I sat. “Hal, have you remembered anything? Something you picked up near Diana’s new apartment? Someone who acted funny?”
“Nothing, Dan. Nothing!” He looked now toward where Emily Green lay so silent. “Doorways, that’s my speed. I’m good at watching from doorways. Right outside when it happened!”
“What the hell should you have done? Dashed in to do battle? A paintbrush against Bagnio’s forty-five?”
We waited in silence after that, the odor of death growing thick in the sleazy room.
Captain Gazzo straddled a chair, faced us both. The M.E. was still working over Emily Green. Gazzo’s men had been combing the bare room for an hour, not looking hopeful. Gazzo added it up.
“She got a call from Bagnio. Said nothing, and came here. Why did Max kill her? She wouldn’t talk, and he hit too hard persuading her? Then had to finish the job? Or did he let her know something dangerous to him and have to kill her?”

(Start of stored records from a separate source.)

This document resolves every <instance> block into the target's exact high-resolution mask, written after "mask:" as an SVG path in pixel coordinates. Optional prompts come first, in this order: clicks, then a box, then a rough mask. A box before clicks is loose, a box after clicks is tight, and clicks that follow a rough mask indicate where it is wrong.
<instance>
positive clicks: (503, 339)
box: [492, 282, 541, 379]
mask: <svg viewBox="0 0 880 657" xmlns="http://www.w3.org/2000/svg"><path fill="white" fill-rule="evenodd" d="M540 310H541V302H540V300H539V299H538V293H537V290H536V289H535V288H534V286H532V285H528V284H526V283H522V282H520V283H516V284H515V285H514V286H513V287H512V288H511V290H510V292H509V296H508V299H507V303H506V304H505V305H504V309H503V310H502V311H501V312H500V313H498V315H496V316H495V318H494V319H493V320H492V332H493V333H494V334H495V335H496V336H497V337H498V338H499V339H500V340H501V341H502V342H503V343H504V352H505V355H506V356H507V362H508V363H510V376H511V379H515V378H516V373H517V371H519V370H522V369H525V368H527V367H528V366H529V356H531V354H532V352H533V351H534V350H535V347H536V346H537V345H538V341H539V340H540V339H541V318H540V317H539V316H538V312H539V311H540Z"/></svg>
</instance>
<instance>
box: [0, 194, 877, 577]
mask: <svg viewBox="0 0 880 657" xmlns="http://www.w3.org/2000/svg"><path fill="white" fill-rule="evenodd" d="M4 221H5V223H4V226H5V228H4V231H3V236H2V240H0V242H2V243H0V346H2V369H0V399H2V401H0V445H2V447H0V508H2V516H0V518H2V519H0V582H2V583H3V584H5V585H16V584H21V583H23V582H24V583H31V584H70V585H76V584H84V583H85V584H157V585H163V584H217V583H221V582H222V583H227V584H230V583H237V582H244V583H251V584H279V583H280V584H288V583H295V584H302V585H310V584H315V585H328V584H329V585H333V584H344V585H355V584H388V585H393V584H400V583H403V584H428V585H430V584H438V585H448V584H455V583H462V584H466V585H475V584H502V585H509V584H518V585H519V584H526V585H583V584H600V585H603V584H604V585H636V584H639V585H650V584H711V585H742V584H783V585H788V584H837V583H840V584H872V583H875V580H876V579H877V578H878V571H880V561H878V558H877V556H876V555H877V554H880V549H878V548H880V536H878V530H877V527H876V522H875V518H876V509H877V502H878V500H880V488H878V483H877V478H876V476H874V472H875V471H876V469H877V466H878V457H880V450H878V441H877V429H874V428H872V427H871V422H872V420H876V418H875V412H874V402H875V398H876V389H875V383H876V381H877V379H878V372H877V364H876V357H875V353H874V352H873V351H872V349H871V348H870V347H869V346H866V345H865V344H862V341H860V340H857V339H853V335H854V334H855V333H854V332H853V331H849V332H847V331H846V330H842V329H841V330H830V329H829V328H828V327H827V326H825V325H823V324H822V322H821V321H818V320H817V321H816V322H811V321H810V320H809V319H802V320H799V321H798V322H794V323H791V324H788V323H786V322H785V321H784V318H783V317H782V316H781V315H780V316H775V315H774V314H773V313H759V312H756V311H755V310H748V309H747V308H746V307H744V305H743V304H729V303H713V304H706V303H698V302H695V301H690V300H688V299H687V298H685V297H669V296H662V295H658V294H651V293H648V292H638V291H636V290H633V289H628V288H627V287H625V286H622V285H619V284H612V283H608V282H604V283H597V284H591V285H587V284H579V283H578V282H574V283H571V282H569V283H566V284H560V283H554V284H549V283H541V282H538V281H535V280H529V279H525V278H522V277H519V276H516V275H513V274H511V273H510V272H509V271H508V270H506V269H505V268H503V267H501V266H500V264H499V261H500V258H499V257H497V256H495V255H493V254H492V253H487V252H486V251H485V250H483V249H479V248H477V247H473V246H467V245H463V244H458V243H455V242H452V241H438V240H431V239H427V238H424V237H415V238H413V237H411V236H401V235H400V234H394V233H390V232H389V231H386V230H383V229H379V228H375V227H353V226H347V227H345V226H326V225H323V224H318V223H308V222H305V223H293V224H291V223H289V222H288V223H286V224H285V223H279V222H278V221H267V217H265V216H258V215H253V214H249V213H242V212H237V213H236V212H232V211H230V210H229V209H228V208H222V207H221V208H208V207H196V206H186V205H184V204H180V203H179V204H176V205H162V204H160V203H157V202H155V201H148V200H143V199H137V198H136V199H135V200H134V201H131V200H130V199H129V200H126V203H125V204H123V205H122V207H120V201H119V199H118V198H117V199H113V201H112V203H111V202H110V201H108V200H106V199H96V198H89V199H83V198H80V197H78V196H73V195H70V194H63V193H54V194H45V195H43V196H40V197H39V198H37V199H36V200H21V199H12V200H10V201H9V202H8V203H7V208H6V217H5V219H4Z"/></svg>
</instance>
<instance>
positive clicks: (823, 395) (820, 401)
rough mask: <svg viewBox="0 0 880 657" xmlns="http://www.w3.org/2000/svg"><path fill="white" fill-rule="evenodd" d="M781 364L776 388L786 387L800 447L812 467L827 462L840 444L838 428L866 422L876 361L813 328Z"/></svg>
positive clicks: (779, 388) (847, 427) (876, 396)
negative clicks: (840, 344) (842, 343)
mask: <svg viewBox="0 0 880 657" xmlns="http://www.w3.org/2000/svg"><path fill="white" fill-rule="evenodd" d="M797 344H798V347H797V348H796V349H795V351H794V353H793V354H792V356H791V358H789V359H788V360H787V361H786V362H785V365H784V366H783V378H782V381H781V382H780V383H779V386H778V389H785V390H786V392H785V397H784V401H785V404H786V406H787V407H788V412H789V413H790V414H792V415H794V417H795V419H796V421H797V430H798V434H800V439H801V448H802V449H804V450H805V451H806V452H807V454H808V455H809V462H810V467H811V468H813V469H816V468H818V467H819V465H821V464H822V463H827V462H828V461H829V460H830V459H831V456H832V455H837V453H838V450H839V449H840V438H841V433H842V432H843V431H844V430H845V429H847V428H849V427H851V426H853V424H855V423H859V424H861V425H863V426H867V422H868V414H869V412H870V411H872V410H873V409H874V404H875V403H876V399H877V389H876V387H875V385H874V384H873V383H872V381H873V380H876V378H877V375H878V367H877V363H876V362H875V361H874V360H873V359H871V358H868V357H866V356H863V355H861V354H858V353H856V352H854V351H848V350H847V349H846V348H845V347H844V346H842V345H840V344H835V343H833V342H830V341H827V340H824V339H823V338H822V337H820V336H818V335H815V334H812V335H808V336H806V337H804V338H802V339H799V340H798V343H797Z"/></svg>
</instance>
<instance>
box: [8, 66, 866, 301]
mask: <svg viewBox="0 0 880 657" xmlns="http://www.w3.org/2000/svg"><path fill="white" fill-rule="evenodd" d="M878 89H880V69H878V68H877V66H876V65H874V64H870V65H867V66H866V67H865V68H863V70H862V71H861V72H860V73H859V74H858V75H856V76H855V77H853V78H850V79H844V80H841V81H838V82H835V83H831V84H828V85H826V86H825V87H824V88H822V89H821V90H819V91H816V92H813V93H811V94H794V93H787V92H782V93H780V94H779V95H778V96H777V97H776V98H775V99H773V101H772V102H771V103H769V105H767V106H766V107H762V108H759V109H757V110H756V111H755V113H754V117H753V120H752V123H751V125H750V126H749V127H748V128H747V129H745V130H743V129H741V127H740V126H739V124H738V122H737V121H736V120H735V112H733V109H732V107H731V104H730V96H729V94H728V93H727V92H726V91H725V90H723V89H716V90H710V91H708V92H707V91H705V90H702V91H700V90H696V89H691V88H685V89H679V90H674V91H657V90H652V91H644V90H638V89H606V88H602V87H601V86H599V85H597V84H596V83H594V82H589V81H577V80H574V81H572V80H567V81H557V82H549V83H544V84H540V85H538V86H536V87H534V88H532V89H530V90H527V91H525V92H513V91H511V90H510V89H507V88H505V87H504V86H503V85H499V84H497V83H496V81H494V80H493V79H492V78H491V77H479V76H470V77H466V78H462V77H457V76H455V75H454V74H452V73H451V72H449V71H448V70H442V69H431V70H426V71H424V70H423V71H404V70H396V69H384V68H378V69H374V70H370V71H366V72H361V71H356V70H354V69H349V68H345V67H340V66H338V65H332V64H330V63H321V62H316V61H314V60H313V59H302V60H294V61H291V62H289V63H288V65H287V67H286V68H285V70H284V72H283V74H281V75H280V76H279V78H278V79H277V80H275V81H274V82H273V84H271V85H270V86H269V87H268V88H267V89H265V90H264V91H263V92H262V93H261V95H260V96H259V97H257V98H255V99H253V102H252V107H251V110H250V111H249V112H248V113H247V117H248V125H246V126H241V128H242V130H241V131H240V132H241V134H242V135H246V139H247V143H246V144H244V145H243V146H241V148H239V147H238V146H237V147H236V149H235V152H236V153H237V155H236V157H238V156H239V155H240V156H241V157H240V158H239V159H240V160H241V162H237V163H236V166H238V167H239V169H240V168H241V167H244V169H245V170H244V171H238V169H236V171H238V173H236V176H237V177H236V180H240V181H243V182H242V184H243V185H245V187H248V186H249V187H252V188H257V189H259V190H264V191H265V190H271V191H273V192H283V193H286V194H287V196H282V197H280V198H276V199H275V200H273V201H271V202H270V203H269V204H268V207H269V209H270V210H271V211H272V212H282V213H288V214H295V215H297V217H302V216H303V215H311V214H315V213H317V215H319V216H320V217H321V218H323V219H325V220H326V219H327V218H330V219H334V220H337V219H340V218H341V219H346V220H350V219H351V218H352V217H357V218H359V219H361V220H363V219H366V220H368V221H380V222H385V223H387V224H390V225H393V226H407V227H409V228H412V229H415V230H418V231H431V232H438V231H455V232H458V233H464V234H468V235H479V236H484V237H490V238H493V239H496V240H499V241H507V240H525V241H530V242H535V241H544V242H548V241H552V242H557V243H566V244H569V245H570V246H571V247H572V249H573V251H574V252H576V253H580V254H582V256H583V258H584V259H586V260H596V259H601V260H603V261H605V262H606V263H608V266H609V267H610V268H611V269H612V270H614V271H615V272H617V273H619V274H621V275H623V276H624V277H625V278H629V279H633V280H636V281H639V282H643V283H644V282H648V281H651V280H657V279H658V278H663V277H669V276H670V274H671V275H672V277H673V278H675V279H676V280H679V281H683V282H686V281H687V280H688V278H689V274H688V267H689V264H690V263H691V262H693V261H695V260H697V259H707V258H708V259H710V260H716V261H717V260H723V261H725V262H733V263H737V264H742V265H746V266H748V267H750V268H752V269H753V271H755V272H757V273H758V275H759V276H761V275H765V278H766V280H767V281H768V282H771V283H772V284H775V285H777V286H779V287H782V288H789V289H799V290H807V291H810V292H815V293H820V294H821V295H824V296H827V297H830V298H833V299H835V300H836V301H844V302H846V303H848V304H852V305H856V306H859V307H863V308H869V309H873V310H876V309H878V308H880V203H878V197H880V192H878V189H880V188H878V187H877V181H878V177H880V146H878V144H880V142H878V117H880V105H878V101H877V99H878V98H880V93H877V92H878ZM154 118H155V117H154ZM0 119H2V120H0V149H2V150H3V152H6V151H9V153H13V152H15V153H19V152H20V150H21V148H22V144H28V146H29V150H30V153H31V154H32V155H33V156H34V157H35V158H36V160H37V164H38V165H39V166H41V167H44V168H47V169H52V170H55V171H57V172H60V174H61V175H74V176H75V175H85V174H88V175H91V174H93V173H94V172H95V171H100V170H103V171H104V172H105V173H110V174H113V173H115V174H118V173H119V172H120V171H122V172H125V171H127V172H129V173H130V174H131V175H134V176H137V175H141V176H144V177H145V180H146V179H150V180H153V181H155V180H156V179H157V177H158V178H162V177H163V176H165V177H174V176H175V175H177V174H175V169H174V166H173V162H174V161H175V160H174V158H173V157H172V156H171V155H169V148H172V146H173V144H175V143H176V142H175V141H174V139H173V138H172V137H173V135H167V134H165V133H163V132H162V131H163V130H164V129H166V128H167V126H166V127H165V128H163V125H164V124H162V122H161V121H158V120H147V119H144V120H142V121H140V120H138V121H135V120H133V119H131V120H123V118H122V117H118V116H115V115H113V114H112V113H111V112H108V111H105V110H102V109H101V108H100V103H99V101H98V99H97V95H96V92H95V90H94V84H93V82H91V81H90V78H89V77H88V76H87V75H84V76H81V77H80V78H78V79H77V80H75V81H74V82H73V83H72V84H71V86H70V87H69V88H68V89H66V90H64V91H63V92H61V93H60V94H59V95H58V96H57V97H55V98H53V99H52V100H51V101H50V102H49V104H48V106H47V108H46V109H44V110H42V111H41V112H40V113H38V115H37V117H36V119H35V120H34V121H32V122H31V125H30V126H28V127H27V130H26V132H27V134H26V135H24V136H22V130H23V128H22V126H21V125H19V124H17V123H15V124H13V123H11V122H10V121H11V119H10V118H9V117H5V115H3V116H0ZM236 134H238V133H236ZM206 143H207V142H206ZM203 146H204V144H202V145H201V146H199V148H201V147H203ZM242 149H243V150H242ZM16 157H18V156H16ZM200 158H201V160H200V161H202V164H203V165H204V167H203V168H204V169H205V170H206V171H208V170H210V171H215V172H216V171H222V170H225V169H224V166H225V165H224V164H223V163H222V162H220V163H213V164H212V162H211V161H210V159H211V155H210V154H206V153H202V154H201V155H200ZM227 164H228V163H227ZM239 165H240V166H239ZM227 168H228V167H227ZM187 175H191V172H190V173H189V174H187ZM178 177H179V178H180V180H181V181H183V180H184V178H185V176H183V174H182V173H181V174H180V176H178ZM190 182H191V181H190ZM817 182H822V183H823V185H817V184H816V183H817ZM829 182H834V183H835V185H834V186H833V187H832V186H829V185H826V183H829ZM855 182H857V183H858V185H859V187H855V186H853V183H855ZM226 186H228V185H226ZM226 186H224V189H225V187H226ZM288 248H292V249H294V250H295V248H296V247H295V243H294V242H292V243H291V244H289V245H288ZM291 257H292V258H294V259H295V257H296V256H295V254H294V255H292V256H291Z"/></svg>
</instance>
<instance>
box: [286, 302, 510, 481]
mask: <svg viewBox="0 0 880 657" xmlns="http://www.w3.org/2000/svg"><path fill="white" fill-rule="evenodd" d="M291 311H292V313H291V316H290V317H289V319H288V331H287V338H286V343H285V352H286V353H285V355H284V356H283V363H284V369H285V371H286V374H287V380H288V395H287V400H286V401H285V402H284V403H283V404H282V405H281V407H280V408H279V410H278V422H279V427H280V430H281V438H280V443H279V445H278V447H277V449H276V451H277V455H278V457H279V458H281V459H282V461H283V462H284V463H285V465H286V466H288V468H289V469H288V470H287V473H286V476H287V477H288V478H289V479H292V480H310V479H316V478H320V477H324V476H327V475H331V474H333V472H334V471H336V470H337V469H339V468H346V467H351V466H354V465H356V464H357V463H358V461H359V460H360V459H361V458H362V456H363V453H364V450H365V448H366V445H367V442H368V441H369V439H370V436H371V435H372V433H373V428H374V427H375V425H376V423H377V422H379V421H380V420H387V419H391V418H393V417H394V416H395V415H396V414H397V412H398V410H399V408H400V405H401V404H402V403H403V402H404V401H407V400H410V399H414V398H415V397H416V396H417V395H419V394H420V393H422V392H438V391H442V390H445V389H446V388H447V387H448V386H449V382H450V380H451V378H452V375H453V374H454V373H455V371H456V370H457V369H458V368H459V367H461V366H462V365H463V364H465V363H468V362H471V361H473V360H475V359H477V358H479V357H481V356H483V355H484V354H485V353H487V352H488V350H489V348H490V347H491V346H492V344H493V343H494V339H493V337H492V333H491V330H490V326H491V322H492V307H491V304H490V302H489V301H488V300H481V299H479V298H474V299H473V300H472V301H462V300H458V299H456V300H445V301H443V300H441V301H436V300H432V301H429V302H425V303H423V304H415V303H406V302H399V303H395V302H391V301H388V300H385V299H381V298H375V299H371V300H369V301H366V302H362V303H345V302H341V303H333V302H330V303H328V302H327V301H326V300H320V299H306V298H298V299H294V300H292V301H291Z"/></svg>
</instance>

“A forty-five automatic is heavy enough to do it,” I said.
The M.E. looked up. “Possible, but not likely. Something thicker, a bottle or club. Nothing in this room looks right. About three hours ago now, I’d estimate. First or second blow did the job, the rest were fun or panic.”
The morgue men packed Emily Green up, took her out. Gazzo’s men had all quit, stood around. Except the fingerprint man.
“Ten different sets already,” he said. “A transient flop. Why don’t I ever get a neat, high-class murder?”
Gazzo ignored the fingerprint man, scowled. “Why did she come here at all? How did Bagnio make her come? A threat? Told her he had something important that would help Hal, or hurt him?”
I told him what Charley Albano and Mia had said uptown.
“Irving Kezar ties to Charley, if Pappas’s kid is telling it true, and Sid Meyer ties to Kezar,” Gazzo mused. “Charley Albano would lie about anything, but if he says Max Bagnio killed Andy, and not alone, he could know, too.” Gazzo looked at Hal. “Any chance your wife could change her mind, decide to come back?”
“How would I know? She’d started the divorce, moved in with Pappas.” His voice was stiff, as if it hurt even now to mention Diana and Pappas together.
“You think Emily could have hired Bagnio?” I said. “To kill Diana? Pappas was the extra murder?”
“Maybe Max had two partners,” Gazzo said. “One for each.”
“Captain!”
A call from down in the back yard. Gazzo and I went and looked down. One of Gazzo’s men held a sawed-off baseball bat. I saw the blood on it. Gazzo looked around the barren room. He opened both windows. One of them wouldn’t stay open.
“Windows never work in a dump like this,” Gazzo said. “The bat was a brace to hold the window up. Lying around handy.”
Gazzo went out to go down to the back yard. I turned to Hal. I described Charley Albano and his yellow gloves.
“When you were watching Diana’s new place, did you see a man like that? See him do anything strange? Did he see you?”
“Well,” he thought, then nodded, eager. “I think maybe I did. With that paunchy guy, what was his name-Kezar? And, Dan, I might have seen the small guy with the gloves around St. Marks Place, too. After the murders. Sort of watching.”
I said, “Tell Gazzo I had to go. And stay hidden, you hear?”